Je n'ai pas vu beaucoup de films de genre français, donc je ne peux pas juger. En revanche, il y a quelque chose que j'appellerais le "mal français", c'est l'absence d'exigence en écriture. Je retrouve le problème dans beaucoup de scénarios que je lis. Il n'y a pas de structure, pas de vision d'ensemble. Des bonnes idées, oui, mais ça ne suffit pas. Un bon film, c'est d'abord un scénario solide (comme le disait Jean Gabin de manière plus intéressante que moi). C'est là où les Américains sont forts. Sur la réalisation, on peut leur en remontrer. Sur l'écriture, les Français ont du travail à faire. Je m'inclus dans le lot, c'est un apprentissage constant. Mais il est vrai qu'avec Fabrice, nous avons passé de longues années à écrire avant de réaliser notre premier film. Nous avons beaucoup appris de James Huth à cet égard.
L'épilogue dans l'hôpital est assez surprenant car il tranche complètement avec le reste du film. La nuit cède la place au jour, l'isolement disparaît au profit d'un environnement très peuplé (les couloirs, le parking...)... Et surtout elle amène des éléments de réponses qui n'étaient peut être pas utiles à la compréhension du reste. Vous aviez pensé cette fin de cette façon à l'origine ? Etait il obligatoire de donner un visage au conducteur ?
Rétrospectivement, peut être pas... Mais alors vous nous auriez posé la question "Qu'est-ce que raconte votre film" ? Ne pas donner de réponse aurait été également frustrant, et un peu facile.
Le film perd un peu de sa force et de son mystère. Est ce qu'il n'aurait pas été préférable de s'arrêter sur Alexandra Holden dans le lit ?

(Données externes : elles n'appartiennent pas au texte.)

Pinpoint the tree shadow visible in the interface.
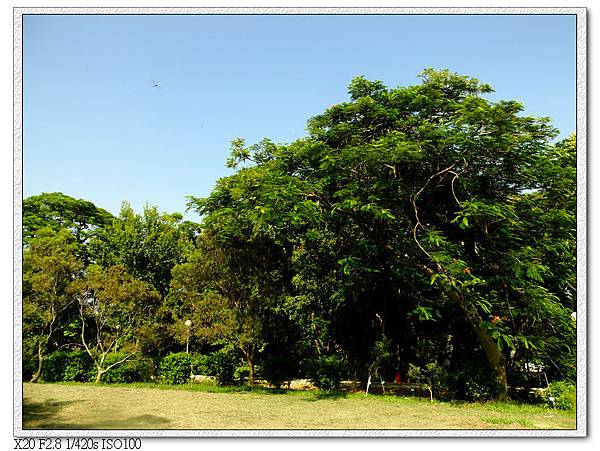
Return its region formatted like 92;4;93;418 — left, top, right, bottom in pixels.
305;390;348;402
23;398;80;429
23;398;170;430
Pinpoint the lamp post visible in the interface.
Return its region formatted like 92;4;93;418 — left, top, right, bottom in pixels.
184;319;192;354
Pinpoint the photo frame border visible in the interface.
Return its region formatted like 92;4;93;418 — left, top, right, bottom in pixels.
13;7;588;438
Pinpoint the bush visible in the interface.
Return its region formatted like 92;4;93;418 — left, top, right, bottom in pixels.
407;362;448;400
207;347;239;385
158;352;192;385
544;381;577;410
306;354;348;391
102;353;154;384
261;355;298;388
450;362;501;401
42;351;96;382
191;354;210;376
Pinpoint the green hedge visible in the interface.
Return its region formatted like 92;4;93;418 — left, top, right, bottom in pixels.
102;353;154;384
306;354;348;391
261;355;298;388
206;347;240;385
544;381;577;410
42;351;96;382
158;352;192;385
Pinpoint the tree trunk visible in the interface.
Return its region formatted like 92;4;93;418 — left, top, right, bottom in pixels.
248;357;254;385
450;292;508;401
29;342;45;383
94;367;104;384
473;324;508;401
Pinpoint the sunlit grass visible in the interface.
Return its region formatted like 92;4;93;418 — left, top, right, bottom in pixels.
23;383;575;429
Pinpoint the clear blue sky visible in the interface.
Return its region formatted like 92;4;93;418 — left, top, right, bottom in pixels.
23;15;576;219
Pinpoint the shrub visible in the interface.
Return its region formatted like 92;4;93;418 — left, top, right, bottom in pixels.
207;347;239;385
306;354;348;391
191;354;210;376
42;351;96;382
450;362;501;401
102;353;154;384
159;352;191;385
544;381;577;410
407;362;448;401
261;355;298;388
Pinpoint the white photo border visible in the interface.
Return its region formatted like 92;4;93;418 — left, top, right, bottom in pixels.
13;7;588;438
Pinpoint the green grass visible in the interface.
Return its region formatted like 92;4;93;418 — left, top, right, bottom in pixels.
23;383;576;429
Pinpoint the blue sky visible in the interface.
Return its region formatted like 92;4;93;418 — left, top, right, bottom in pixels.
23;15;576;219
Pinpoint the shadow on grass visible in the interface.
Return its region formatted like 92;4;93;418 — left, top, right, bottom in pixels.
23;398;79;429
305;390;348;402
23;398;170;430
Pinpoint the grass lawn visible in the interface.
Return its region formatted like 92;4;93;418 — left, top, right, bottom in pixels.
23;383;576;429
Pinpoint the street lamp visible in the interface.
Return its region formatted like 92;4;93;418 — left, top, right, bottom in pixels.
184;319;192;354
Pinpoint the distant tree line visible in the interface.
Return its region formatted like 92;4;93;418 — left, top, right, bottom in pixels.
23;69;576;398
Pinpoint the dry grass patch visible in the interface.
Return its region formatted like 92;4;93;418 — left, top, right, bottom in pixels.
23;383;576;429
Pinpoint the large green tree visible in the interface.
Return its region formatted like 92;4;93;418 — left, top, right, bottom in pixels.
191;70;575;397
23;227;83;382
74;265;161;383
23;193;113;247
90;202;198;296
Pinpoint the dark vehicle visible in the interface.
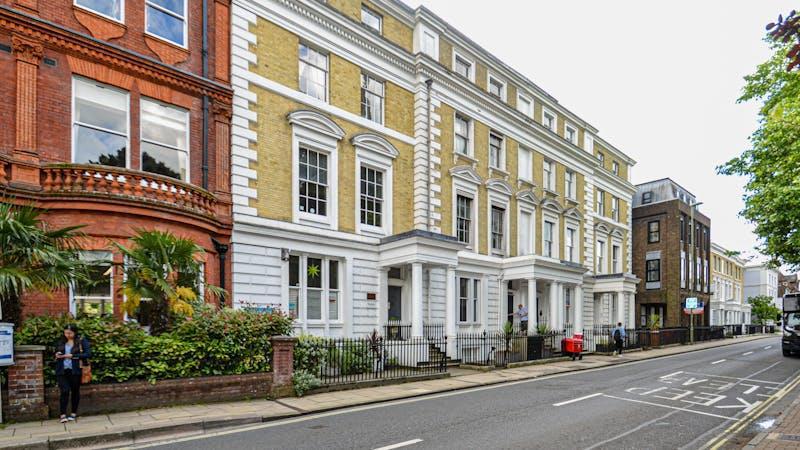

Sûrement, vu que l'actrice qu'on a engagée pour jouer le médecin est arrivée sans savoir ses lignes, ce qui nous a forcé à couper pas mal de la fin et ça l'a peut-être un peu affaiblie. Mais dans l'ensemble, on l'assume, et on aime beaucoup les deux balayeurs à la fin. Cette dernière scène est la vraie fin du film, même si elle est dans le générique.